Temat: "Dyplom uprawniający do wykonywania zawodu coacha"
Artur Król:
"Dyplom uprawniający do wykonywania zawodu coacha"
Czy nie jest to aby przykład fałszywej reklamy, podlegającej pod paragraf?
Kiedyś rozmawiałem na ten temat z prawnikiem. Sytuacja wygląda tak, że trudno kogokolwiek o cokolwiek oskarżyć, a jeszcze trudniej udowodnić jakiekolwiek naruszenie przepisów, bo przepisów nie ma. Próbować jednak można :)
Tekst "Dyplom uprawniający do wykonywania zawodu coacha" nie jest fałszywą reklamą i nie oszukuje, ponieważ uczelnia da uczestnikowi dyplom uprawniający do wykonywania zawodu coacha. A z racji tego, że zawód ów nie jest prawnie uregulowany to nawet pełnoletni licealista może każdego mianować coachem i wydać dyplom coacha sygnowany imieniem i nazwiskiem owego licealisty.
Pytanie kto będzie uznawał ów dyplom? Odpowiedź: Kto będzie chciał uznać.
Tak naprawdę w obecnej sytuacji każdy może każdego mianować coachem, a z prawnego punktu widzenia (który nie reguluje zawodu coacha) każdy dyplom ma taką samą wagę, czyli żadną. Może trochę przesadzam, jednak wobec prawa każdy dyplom jest równy i tak naprawdę nie czyni coachem. Dyplom coacha jest dyplomem uznaniowym – jeden uzna go, a inny nie i nic z tym nie zrobimy.
Po przez promocję dyplomów i certyfikatów powstają dziwne sytuacje – np. zdążyło mi się otrzymać kilka razy pytanie w stylu:
Czy po pańskim 2-dniowym szkoleniu z coachingu otrzymam dyplom uprawniający do wykonywania zawodu coacha? :)
Zwykle odpowiadam na takie pytanie opisując sytuację z dyplomami i certyfikatami coacha.
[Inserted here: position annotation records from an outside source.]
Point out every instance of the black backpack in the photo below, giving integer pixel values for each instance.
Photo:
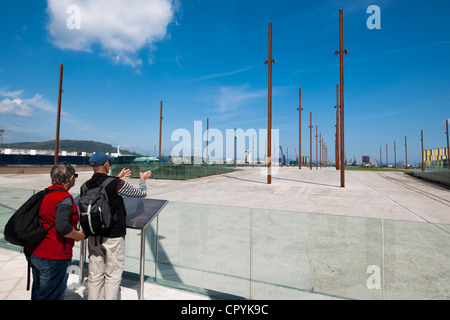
(95, 212)
(24, 228)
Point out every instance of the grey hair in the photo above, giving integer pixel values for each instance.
(61, 173)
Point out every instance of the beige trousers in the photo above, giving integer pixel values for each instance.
(106, 263)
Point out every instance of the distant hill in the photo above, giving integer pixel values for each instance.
(68, 145)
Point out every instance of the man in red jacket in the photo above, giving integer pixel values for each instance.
(51, 258)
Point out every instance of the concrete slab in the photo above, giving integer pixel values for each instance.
(302, 237)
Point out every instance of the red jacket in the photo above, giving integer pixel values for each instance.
(52, 247)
Zdarzyło mi się kilka razy, że mój rozmówca mi nie uwierzył jak powiedziałem, że dyplom coacha wyższej uczelni tak naprawdę do niczego go nie uprawnia, a jedynie potwierdza uczestnictwo w kursie i ewentualnie sposób pracy zgodny ze standardami etycznymi i merytorycznymi danej uczelni/szkoły coachów.
Używanie stwierdzenia: "Dyplom uprawniający do wykonywania zawodu coacha", jest zgodne z prawem. Pytanie czy zgodne jest z etyką? Na to jednak każdy powinien sam sobie odpowiedzieć.